After the correct sentence recommendation went out, though, the president tweeted that the sentence was unfair, the department crafted a new memo asking for a lower sentencing recommendation, and Zelinsky left his assignment in the unit and his role on the case.

“I resigned because following orders would have violated the oath I swore when I took my job,” he said.

Stone had been convicted for lying to Congress about his efforts to secure information from WikiLeaks that had been hacked as part of Russia’s effort in the 2016 election to boost Trump’s campaign and of witness tampering in an effort to protect Trump from political embarrassment. During that trial, a jury heard testimony that Stone had personally informed the president about these efforts to secure that information from WikiLeaks. As Rep. Cedric Richmond noted during his questioning, Trump—under penalty of perjury—told special counsel Robert Mueller’s investigation that he had no recollection of any such conversations with Stone.

As Richmond put it succinctly, “Roger Stone got special treatment because he was covering up the president’s misconduct and the attorney general made it possible.”

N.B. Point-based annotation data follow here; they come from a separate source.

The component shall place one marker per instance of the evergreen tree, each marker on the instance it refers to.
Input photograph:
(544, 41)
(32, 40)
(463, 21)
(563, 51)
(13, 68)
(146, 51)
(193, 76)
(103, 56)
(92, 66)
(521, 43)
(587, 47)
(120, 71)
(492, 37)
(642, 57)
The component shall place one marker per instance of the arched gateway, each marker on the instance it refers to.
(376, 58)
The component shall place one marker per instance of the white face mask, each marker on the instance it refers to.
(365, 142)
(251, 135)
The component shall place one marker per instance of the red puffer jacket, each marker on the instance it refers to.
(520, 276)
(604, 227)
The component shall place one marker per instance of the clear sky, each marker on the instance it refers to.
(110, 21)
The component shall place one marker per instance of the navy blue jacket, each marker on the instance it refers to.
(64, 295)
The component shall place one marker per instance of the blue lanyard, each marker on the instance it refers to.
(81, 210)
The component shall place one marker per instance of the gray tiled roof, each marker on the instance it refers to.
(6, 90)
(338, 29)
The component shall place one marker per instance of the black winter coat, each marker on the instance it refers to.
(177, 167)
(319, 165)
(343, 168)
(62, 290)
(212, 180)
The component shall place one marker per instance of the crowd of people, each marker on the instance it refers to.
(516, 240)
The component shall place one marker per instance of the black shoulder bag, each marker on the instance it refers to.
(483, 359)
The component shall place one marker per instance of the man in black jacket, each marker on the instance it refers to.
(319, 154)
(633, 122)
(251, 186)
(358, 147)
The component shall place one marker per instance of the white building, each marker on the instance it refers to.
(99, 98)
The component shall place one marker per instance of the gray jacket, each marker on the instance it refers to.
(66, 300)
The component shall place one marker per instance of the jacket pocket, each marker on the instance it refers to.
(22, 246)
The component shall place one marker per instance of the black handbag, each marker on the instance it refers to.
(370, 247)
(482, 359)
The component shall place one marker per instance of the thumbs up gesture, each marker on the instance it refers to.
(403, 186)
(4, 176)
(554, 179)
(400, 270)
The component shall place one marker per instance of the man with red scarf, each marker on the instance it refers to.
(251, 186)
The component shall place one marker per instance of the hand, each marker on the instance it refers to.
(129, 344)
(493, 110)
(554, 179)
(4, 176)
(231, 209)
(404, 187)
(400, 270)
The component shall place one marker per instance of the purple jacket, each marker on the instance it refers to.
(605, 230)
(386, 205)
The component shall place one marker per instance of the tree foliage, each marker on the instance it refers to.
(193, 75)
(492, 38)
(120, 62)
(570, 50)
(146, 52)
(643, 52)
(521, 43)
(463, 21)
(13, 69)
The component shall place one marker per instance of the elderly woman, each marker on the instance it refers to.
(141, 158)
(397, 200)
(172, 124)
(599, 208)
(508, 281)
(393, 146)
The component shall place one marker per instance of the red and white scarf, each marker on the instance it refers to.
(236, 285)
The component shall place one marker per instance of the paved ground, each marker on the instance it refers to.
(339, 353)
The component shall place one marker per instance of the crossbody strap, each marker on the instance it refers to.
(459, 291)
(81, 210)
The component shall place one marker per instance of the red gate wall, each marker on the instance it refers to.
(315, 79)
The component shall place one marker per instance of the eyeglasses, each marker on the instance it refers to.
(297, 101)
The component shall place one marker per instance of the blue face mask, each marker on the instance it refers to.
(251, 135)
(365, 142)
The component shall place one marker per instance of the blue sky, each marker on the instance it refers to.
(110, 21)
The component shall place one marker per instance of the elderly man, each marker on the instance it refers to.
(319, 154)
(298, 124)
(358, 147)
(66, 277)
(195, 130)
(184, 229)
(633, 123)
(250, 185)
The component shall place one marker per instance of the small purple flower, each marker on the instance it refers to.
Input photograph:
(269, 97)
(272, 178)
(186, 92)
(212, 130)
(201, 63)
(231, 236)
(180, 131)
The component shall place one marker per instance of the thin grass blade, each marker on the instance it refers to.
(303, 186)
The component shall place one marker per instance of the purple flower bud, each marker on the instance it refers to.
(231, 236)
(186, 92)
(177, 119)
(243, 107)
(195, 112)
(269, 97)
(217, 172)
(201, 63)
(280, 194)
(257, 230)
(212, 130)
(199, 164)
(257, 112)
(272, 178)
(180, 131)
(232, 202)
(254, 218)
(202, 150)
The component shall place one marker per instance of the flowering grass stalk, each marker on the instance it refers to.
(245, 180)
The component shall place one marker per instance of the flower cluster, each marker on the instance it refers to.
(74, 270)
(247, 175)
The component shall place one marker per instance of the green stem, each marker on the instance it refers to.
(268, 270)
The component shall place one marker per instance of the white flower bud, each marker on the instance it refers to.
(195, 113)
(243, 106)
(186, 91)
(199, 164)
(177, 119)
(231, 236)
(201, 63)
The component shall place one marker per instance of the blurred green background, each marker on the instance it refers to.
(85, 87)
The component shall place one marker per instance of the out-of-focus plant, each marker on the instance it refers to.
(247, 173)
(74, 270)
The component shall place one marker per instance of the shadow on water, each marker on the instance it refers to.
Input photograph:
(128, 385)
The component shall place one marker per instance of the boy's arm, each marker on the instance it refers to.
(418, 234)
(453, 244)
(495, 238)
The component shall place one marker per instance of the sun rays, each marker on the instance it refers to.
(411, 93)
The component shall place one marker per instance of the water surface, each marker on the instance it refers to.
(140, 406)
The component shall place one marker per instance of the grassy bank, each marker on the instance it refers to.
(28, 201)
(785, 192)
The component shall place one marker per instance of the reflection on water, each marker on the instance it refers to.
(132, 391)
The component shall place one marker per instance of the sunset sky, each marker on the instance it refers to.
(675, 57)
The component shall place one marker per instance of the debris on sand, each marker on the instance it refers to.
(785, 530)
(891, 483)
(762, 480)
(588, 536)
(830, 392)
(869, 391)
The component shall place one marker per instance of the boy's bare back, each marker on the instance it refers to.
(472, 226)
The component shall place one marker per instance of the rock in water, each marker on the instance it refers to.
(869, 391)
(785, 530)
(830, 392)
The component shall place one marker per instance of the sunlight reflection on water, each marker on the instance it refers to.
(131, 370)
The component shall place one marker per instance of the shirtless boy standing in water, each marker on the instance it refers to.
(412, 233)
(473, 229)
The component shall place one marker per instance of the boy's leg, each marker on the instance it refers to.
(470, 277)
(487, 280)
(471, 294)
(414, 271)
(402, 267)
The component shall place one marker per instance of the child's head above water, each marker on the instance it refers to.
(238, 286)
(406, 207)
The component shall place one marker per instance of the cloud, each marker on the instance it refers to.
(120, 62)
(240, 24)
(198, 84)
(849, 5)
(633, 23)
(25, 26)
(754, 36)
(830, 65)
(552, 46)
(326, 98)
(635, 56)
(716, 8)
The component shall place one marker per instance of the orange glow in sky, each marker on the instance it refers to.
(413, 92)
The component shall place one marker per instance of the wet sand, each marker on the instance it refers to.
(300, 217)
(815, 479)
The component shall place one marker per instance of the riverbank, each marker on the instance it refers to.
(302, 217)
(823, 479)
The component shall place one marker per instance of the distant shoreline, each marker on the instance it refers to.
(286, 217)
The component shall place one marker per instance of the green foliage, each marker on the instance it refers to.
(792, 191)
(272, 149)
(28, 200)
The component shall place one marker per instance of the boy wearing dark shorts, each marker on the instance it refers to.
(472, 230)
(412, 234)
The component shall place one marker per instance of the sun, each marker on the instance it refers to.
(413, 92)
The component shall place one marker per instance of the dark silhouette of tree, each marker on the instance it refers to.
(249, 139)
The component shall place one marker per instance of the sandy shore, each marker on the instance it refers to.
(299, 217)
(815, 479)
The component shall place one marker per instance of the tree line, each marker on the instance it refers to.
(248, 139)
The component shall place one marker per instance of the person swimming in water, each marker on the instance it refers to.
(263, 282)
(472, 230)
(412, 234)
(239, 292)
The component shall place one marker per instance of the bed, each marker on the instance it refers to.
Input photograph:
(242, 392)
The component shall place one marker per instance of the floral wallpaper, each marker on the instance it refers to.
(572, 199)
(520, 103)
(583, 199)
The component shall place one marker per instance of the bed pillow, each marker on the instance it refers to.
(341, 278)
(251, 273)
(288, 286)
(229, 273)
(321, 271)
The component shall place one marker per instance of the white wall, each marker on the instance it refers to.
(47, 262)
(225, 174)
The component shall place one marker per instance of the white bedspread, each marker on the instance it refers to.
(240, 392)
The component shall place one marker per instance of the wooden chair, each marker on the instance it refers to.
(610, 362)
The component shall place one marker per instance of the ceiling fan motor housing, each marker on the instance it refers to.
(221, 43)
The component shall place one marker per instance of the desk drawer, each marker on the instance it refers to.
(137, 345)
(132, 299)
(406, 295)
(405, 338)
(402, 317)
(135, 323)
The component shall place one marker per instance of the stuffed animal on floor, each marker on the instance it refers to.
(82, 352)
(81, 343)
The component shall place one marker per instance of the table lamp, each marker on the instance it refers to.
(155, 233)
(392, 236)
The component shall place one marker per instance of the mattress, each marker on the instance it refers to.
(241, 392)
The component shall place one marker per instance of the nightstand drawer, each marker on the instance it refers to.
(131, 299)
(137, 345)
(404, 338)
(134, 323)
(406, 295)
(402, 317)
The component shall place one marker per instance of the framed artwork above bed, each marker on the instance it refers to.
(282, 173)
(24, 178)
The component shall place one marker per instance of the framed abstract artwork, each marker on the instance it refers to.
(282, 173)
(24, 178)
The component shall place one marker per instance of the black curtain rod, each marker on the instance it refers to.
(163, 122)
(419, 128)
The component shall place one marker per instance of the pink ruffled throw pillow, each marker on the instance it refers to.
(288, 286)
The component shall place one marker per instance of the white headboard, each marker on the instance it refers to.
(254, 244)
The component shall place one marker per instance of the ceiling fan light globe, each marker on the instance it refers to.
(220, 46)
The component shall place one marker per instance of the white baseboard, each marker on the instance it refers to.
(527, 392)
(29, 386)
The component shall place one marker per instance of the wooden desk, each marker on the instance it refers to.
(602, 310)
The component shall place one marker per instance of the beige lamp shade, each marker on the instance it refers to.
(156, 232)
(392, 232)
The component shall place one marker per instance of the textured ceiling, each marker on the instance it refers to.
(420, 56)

In the recent past, Judiciary Committee efforts to reveal such abuses of power have been completely overshadowed by the GOP’s stunts and gamesmanship. On Wednesday while this hearing was happening, the DOJ announced that Barr would finally testify before the committee next month after more than a year of evasion. If that testimony goes ahead, we’ll know shortly whether this committee is ever going to be capable of bringing Barr to account for his alleged misconduct.